On 24/12/2025 7:40 pm, Roger Pau Monne wrote:
> The current logic splits the update of the amount of available memory in
> the system (total_avail_pages) and pending claims into two separately
> locked regions. This leads to a window between counters adjustments where
> the result of total_avail_pages - outstanding_claims doesn't reflect the
> real amount of free memory available, and can return a negative value due
> to total_avail_pages having been updated ahead of outstanding_claims.
>
> Fix by adjusting outstanding_claims and d->outstanding_pages in the same
> place where total_avail_pages is updated. Note that accesses to
> d->outstanding_pages is protected by the global heap_lock, just like
> total_avail_pages or outstanding_claims. Add a comment to the field
> declaration, and also adjust the comment at the top of
> domain_set_outstanding_pages() to be clearer in that regard.
>
> Finally, due to claims being adjusted ahead of pages having been assigned
> to the domain, add logic to re-gain the claim in case assign_page() fails.
> Otherwise the page is freed and the claimed amount would be lost.
>
> Fixes: 65c9792df600 ("mmu: Introduce XENMEM_claim_pages (subop of memory
> ops)")
> Signed-off-by: Roger Pau Monné <[email protected]>
> ---
> Changes since v1:
> - Regain the claim if allocated page cannot be assigned to the domain.
> - Adjust comments regarding d->outstanding_pages being protected by the
> heap_lock (instead of the d->page_alloc_lock).
This is a complicated patch, owing to the churn from adding extra
parameters.
I've had a go splitting this patch in half. First to adjust the
parameters, and second the bugfix.
https://gitlab.com/xen-project/hardware/xen-staging/-/commits/andrew/roger-claims
I think the result is nicer to follow. Thoughts?

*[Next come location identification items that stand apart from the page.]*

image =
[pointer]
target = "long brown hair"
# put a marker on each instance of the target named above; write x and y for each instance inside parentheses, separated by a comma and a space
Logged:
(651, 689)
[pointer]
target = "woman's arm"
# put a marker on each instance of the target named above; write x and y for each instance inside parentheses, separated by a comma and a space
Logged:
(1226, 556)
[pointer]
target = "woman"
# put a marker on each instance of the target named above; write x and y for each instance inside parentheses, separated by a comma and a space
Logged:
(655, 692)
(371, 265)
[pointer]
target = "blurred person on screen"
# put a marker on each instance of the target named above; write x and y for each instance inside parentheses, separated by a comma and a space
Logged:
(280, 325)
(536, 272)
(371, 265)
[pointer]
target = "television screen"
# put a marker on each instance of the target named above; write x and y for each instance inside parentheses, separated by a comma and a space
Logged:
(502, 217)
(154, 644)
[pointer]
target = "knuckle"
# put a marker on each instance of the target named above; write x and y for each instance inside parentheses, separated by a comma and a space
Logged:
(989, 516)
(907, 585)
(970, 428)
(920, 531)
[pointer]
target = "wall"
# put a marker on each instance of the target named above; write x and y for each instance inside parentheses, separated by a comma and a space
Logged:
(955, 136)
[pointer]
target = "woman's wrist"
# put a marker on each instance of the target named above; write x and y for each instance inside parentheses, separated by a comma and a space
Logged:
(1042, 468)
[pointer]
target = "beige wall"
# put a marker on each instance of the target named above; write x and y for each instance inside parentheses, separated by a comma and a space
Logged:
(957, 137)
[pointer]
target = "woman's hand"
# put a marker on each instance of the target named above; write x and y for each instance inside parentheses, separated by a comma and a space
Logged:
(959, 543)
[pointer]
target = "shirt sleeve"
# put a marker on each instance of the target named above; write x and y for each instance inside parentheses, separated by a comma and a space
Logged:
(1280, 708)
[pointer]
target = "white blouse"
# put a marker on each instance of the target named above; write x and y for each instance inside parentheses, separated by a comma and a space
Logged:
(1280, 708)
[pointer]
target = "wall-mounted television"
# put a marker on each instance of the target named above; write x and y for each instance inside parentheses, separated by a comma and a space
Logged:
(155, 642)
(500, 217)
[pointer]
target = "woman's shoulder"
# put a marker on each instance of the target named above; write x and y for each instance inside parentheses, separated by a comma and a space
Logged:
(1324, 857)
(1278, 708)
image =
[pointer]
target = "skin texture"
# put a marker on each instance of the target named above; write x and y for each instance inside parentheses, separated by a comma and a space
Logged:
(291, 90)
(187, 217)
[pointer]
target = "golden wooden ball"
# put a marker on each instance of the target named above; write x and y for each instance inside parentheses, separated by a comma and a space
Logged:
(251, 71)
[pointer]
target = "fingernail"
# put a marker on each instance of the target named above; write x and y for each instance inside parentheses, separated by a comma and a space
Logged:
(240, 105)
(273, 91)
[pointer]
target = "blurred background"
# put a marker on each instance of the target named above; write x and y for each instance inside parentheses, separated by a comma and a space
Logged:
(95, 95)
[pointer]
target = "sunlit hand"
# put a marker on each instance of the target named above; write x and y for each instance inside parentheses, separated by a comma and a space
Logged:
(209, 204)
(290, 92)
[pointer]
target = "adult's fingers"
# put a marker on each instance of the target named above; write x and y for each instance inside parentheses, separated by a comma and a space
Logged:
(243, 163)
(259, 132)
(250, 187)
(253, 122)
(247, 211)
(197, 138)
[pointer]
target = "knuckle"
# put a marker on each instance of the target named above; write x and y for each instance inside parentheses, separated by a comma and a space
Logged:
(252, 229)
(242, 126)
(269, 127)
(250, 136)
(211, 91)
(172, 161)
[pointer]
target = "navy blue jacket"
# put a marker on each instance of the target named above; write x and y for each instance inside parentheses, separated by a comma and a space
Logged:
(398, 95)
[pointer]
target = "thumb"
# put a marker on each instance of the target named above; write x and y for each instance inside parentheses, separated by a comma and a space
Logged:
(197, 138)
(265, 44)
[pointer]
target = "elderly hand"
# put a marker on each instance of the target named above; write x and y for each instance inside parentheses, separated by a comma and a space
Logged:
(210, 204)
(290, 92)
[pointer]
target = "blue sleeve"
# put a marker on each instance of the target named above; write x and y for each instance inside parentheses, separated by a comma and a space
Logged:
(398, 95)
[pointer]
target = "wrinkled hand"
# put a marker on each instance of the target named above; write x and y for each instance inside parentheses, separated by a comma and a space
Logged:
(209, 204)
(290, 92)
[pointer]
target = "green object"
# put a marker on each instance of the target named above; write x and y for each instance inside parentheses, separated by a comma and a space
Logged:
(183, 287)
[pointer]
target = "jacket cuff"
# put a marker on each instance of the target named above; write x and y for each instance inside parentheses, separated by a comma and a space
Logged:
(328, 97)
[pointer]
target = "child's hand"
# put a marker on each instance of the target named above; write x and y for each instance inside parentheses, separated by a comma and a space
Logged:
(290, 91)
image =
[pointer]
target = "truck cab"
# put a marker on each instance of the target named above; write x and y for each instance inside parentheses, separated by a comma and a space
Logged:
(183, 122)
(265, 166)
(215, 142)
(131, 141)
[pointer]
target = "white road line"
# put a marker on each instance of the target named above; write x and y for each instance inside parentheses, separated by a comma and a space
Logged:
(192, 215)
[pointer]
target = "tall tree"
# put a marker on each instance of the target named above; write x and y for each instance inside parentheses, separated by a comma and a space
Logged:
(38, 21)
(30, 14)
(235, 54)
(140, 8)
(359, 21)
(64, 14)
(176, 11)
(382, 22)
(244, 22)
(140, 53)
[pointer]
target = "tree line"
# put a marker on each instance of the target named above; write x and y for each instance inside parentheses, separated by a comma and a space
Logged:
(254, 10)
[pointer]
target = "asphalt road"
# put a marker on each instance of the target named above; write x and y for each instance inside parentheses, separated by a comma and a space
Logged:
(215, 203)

As to the logical part of the change, the extra parameters are ugly but
I can't see a better option.
> diff --git a/xen/common/page_alloc.c b/xen/common/page_alloc.c
> index 1f67b88a8933..b73f6e264514 100644
> --- a/xen/common/page_alloc.c
> +++ b/xen/common/page_alloc.c
> @@ -1071,6 +1049,28 @@ static struct page_info *alloc_heap_pages(
> total_avail_pages -= request;
> ASSERT(total_avail_pages >= 0);
>
> + if ( d && d->outstanding_pages && !(memflags & MEMF_no_refcount) )
> + {
> + /*
> + * Adjust claims in the same locked region where total_avail_pages is
> + * adjusted, not doing so would lead to a window where the amount of
> + * free memory (avail - claimed) would be incorrect.
> + *
> + * Note that by adjusting the claimed amount here it's possible for
> + * pages to fail to be assigned to the claiming domain while already
> + * having been subtracted from d->outstanding_pages. Such claimed
> + * amount is then lost, as the pages that fail to be assigned to the
> + * domain are freed without replenishing the claim.
> + */
> + unsigned int outstanding = min(d->outstanding_pages, request);
> +
> + BUG_ON(outstanding > outstanding_claims);
> + outstanding_claims -= outstanding;
> + d->outstanding_pages -= outstanding;
> + ASSERT(claimed);
> + *claimed = outstanding;
Something that's not explicitly called out is that it is invalid to pass
claims=NULL for a non-NULL d.
There are only 3 callers, and two of them are updated in this way (the
3rd passing NULL for both), but it caught me a little off-guard.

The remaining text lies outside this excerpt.